The justices, he said in a written statement, have “ruled in the Little Sisters’ favor twice before, recognizing what was obvious from the very beginning — that the federal government doesn’t need nuns to help it distribute contraceptives and that forcing them to participate is plainly unconstitutional.”
The Trump administration issued interim regulations in 2017 and final rules in 2018 that protect employers with religious or moral objections to the abortion/contraception mandate, but Pennsylvania, New Jersey and other states challenged the interim rules. The Third Circuit Court of Appeals in Philadelphia ruled against the Little Sisters in spite of their victory at the Supreme Court in 2016.
The ERLC, GuideStone Financial Resources and other Southern Baptist entities have opposed in friend-of-the-court briefs the abortion/contraception mandate and its failure to protect non-church-related, nonprofit organizations that object to the requirement. GuideStone and the ministries it represents had previously won in their legal challenge to the 2011 rule.
Arguing on behalf of the Trump administration, Solicitor General Noel Francisco said the exemptions in the 2017 rule are lawful because they are authorized by the 2010 health care reform law. He also said the Religious Freedom Restoration Act authorizes at least the religious exemption.
“The rules here bring a decade-long dispute to a durable end, and they should be upheld,” he said.
RFRA, adopted in 1993 with nearly unanimous approval by Congress, requires the government to have a compelling interest and use the narrowest possible means in burdening a person’s religious exercise.
Paul Clement, representing the Little Sisters, told the justices the Trump-era rules remedied the federal government’s “RFRA violation and followed the best of our traditions.” The Third Circuit Court’s reasoning “really cannot be squared” with the Supreme Court’s 2014 decision in favor of Hobby Lobby’s objection to the mandate.
Associate Justice Ruth Bader Ginsburg led criticism of the federal rules, saying the “glaring feature” of the Trump administration’s expansion of the exemptions was “to toss to the wind entirely” the congressional directive “that women need and shall have seamless, no-cost, comprehensive coverage.”
Later, Ginsburg repeated the same contention by phone from the Baltimore hospital where she is a patient with a gallbladder condition.
When it issued the controversial rule in 2011, HHS provided an exemption for churches and their auxiliaries but did not extend it to non-church-related, nonprofit organizations that object.

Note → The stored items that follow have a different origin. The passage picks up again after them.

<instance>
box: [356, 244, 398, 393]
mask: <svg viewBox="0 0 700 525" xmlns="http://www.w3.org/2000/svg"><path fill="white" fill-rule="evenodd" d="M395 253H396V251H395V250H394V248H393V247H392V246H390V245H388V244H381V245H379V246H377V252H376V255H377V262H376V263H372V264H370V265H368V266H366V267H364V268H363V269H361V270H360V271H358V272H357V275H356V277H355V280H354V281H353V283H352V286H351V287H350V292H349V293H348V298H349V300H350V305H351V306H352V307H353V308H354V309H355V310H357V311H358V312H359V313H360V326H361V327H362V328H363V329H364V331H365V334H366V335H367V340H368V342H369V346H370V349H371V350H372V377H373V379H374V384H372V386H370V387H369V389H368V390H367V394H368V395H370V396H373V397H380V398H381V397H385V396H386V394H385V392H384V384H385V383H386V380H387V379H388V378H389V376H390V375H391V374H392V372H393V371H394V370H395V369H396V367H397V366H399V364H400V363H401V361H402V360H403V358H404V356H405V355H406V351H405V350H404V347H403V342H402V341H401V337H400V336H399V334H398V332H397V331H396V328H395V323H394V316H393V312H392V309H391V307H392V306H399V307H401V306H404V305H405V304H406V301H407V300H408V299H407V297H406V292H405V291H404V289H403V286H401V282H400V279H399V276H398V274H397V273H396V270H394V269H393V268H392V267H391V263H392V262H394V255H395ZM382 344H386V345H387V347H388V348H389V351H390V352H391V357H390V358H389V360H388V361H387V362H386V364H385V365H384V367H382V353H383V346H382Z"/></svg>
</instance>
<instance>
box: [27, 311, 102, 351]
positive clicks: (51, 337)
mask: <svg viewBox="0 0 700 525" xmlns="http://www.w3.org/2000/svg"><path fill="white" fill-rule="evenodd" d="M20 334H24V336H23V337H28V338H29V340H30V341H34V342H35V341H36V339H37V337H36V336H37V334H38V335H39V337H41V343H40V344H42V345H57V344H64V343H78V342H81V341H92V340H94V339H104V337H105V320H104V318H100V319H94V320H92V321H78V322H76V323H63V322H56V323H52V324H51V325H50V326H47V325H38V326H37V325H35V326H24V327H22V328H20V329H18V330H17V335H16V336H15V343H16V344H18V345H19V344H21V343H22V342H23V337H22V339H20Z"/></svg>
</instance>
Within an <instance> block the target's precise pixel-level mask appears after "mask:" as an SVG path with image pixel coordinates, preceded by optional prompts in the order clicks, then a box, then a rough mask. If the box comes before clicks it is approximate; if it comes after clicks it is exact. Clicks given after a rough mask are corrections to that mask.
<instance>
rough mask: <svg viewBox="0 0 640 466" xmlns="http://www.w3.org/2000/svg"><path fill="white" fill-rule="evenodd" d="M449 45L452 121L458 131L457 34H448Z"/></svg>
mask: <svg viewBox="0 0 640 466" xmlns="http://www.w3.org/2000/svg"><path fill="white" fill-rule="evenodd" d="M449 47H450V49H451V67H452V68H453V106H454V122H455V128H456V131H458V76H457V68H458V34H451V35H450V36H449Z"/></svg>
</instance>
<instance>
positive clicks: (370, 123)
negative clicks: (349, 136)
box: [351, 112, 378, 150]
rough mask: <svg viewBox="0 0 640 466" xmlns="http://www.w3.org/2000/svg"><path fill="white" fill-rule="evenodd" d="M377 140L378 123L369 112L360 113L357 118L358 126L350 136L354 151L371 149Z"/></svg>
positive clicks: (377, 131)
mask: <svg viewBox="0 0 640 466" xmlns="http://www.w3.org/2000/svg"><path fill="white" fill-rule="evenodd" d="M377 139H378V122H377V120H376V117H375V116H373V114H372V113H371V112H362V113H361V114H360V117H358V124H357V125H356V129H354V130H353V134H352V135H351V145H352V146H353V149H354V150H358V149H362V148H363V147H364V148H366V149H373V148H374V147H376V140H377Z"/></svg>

HHS proposed nearly 10 accommodations for the objecting institutions, but none proved satisfactory to their conscience concerns.
Objectors to the abortion/contraception mandate and its lack of a sufficient accommodation gained victories at the high court twice before.
In 2014, the Supreme Court ruled in favor of Hobby Lobby’s challenge to the mandate. In its 5-4 opinion in that case, the justices upheld objections to the requirement by “closely held,” for-profit companies, such as family owned businesses.
In 2016, the justices invalidated multiple federal appeals court decisions against religious institutions and blocked the Obama administration from imposing fines on them. The justices told the appeals courts involved to give the parties an opportunity to reach a solution “that accommodates petitioners’ religious exercise while at the same time ensuring that women covered by petitioners’ health plans receive full and equal health coverage, including contraceptive coverage.” No agreement was reached before Obama left office in January 2017.
The federally approved contraceptives for which coverage is required by the mandate include the intrauterine device (IUD) and such drugs as Plan B, the “morning-after” pill. Both the IUD and “morning-after” pill possess post-fertilization mechanisms that potentially can cause abortions by preventing implantation of tiny embryos. The rule also covers “ella,” which — in a fashion similar to the abortion drug RU 486 — can act even after implantation to end the life of the child.